Angela Merkel rejects urgent aid pleas by Spain and Italy

Written By Bruno Waterfield | Updated:

Pleas from Spain and Italy for urgent financial aid from the eurozone to bring down borrowing costs were dismissed by Merkel as divisions hardened on the eve of a critical summit.

Pleas from Spain and Italy for urgent financial aid from the eurozone to bring down borrowing costs were dismissed by Angela Merkel as divisions hardened on the eve of a critical summit.

Germany's chancellor angrily rejected desperate pleading by Italy and Spain as a Franco-German rift over eurozone debt sharing threatened to unravel efforts to find a fix for the single currency at a meeting of European leaders on Thursday.

Before flying to Paris last night for emergency talks with Francois Hollande, the French president, Merkel told German MPs that instead of more cash, the eurozone needed to step up debt reduction and economic reforms.

"I fear that at the summit we will talk too much about all these ideas for joint liability and too little about improved controls and structural measures," she said.

Mariano Rajoy, the Spanish prime minister, said that he would plead with other leaders to allow euro bail-out funds or the European Central Bank to stabilise financial markets by helping to reduce borrowing costs, running at nearly 7% for Spain.

"We can't keep funding ourselves for a long time at the prices we're currently funding ourselves," he said.

"There are institutions and also financial entities that cannot access the markets. It is happening in Spain, it is happening in Italy and it is happening in other countries."

As Spain's central bank warned that recession would deepen there in the second quarter, official figures showed the government's deficit had reached 3.41% of GDP in the first five months of the year, close to its total 2012 target of 3.5%.

Mario Monti, the Italian prime minister, warned his country's MPs on Tuesday that he would block agreement at the summit unless emergency measures to reduce borrowing costs were agreed.

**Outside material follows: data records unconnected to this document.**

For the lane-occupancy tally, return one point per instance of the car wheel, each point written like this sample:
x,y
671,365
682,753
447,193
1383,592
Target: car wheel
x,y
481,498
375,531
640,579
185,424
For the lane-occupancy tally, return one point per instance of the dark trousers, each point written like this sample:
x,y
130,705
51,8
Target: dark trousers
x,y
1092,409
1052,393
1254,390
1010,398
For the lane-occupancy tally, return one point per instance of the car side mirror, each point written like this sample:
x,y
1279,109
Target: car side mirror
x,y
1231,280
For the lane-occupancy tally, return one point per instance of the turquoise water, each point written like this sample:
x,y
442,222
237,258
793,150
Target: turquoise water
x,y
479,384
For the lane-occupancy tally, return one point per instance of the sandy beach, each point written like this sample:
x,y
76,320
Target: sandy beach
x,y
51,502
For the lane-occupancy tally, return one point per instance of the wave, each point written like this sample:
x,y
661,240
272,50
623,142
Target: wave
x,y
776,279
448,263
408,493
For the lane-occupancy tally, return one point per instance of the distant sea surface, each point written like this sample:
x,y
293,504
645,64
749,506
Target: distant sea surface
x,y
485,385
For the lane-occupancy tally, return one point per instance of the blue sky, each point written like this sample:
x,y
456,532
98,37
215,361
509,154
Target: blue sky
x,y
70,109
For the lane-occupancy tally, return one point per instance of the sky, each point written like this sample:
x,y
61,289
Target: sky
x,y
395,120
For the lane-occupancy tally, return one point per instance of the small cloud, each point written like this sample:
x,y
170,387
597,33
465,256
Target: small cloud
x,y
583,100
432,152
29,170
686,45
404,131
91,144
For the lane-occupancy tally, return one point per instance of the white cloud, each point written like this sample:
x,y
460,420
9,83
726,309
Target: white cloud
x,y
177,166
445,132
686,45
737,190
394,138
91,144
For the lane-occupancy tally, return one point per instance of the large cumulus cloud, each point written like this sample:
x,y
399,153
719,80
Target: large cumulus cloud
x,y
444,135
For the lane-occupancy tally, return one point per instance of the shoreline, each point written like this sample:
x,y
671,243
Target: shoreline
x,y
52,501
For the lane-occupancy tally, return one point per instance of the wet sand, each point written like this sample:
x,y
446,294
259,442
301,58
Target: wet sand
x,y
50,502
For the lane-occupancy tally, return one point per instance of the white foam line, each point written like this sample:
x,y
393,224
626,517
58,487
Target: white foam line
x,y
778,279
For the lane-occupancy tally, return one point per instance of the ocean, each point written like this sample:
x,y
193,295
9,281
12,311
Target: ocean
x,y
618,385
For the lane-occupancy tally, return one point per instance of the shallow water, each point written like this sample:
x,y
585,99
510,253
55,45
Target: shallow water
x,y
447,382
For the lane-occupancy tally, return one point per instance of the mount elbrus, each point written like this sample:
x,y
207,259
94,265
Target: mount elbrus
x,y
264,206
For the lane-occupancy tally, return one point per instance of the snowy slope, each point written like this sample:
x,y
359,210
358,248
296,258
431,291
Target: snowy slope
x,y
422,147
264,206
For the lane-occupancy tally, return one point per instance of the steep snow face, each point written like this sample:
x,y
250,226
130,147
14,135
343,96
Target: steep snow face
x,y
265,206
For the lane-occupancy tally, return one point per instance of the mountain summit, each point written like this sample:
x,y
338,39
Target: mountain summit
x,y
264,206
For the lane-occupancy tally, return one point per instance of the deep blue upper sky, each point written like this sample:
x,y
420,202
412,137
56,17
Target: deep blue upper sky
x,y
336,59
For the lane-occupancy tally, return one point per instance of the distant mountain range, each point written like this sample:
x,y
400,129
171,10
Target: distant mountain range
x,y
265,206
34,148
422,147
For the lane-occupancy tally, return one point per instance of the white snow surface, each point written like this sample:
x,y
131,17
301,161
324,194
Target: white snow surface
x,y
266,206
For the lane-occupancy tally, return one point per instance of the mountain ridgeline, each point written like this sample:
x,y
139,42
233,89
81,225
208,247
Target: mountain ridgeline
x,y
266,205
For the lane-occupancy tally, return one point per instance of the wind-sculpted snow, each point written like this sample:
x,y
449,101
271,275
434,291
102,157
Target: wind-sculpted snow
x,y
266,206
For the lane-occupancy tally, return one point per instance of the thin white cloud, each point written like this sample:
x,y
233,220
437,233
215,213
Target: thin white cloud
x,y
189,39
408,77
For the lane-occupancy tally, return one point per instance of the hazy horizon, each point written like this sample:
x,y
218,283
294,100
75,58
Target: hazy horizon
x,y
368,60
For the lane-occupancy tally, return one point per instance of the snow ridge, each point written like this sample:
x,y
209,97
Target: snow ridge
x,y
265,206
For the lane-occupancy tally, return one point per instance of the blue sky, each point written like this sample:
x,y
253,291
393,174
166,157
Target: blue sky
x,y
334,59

Yesterday Italy had to pay investors substantially higher rates of return at a short-term bond auction, reflecting investor fears that the summit would not produce satisfactory measures.

"Monti needs to go back to his parliament with a promise of EU help to reduce bond yields.

"If not he will have trouble with MPs and if there is political chaos in Italy then we're in real trouble," said a senior eurozone official.

But last night senior EU officials warned that there would be no quick summit decisions to allow bond purchases or direct recapitalisation of banks by euro bail-out funds.

For the first time in the eurozone crisis, France and Germany are at loggerheads over President Hollande's call for eurobonds to share the eurozone's debt burden, a disagreement that is paralysing decisions.

Olli Rehn, the EU's economic and monetary affairs commissioner, called for urgent action to break a new "negative spiral" in the crisis.

"We need to be ready to consider more immediate measures to stabilise financial markets, especially government bond markets," he said.